Where Did This Come From? The Origins of Modern Longevity Science
The serious scientific study of ageing has been underway for decades, but the current intensity of interest has specific origins. The publication of a landmark 2013 paper by López-Otín et al. in Cell — identifying nine "hallmarks of ageing" — gave the field a coherent biological framework for the first time. Rather than treating ageing as an inevitable, monolithic decline, this framework identified specific, measurable, and potentially modifiable cellular and molecular processes that drive the ageing phenotype.1
That conceptual shift — from ageing as destiny to ageing as biology — opened the door to intervention research in a way that had not previously been scientifically credible. By 2023, the hallmarks had been expanded to twelve, with the addition of disabled macroautophagy, chronic inflammation, and dysbiosis — bringing the framework into closer alignment with functional medicine's longstanding systems-biology model.2
In parallel, advances in genomics, proteomics, and metabolomics began to generate biological clocks — tools capable of estimating an individual's biological age independently of their chronological age. The most widely validated of these, the Horvath epigenetic clock (2013) and its subsequent iterations, made it theoretically possible to measure the pace of ageing in a living person and, critically, to test whether an intervention was slowing or reversing it.3
The combination of a biological framework, measurement tools, and a growing pool of venture capital from Silicon Valley created the conditions for a genuine scientific acceleration — alongside an equally genuine explosion of commercial hype that has made critical appraisal of this field more necessary than ever.

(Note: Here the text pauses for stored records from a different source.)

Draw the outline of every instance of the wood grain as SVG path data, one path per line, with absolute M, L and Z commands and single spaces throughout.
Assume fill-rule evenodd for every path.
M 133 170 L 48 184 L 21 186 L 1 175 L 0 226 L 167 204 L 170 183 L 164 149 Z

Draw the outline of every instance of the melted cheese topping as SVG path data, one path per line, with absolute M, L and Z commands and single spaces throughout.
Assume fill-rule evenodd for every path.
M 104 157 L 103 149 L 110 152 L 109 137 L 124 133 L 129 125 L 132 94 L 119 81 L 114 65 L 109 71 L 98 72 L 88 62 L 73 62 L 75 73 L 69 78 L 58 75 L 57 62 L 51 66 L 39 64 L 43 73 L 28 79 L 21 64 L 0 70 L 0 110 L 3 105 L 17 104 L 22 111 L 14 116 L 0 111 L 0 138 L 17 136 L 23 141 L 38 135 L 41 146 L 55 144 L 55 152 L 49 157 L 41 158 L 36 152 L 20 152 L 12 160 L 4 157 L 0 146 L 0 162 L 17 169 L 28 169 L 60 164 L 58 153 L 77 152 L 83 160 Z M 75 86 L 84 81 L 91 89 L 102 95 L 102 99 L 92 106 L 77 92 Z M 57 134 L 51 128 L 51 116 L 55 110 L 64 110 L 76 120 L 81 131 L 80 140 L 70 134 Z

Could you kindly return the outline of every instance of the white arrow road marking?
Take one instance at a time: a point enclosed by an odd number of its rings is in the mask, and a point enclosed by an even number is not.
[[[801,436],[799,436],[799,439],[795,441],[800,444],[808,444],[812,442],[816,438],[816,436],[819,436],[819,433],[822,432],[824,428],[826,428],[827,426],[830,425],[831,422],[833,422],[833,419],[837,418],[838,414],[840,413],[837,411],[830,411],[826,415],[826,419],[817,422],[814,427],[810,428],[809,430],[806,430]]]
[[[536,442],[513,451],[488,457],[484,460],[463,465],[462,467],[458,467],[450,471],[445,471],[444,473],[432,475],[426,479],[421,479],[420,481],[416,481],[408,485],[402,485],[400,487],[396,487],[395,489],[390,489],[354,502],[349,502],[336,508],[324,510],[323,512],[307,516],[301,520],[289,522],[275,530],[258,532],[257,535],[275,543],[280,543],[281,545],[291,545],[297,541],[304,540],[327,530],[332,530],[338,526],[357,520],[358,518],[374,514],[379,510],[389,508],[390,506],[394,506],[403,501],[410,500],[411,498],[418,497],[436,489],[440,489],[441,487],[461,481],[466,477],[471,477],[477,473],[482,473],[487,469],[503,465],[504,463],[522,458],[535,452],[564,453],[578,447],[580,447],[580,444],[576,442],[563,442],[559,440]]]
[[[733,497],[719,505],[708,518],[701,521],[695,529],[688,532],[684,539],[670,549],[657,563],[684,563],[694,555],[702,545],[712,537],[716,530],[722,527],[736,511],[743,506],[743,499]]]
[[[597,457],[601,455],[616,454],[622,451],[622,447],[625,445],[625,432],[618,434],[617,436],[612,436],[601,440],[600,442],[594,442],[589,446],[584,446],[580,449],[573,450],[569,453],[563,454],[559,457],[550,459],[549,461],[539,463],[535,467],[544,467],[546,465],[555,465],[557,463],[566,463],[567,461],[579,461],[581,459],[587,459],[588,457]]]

The longevity field encompasses serious peer-reviewed biological science conducted in leading academic institutions worldwide, and also a rapidly growing consumer wellness industry making claims that frequently exceed the evidence. These two things coexist and must be distinguished. This review focuses on the peer-reviewed science.
Lifespan vs. Healthspan: The Most Important Distinction in the Field
Before evaluating any longevity intervention, a fundamental distinction must be understood. Lifespan refers simply to the total duration of life. Healthspan refers to the period of life spent in good health — free from significant disease, disability, or functional impairment. These two things are not the same, and conflating them is one of the most common errors in both public and clinical discussions of longevity.
Current data suggests that in most developed nations, the gap between lifespan and healthspan is widening. People are living longer, but the final decade or more of many lives is spent managing multiple chronic conditions. The United Nations World Population Prospects (2024) projects the global population aged 65 and over will double from 761 million in 2021 to 1.6 billion within the next two to three decades.4 The economic and human cost of this extended morbidity is substantial.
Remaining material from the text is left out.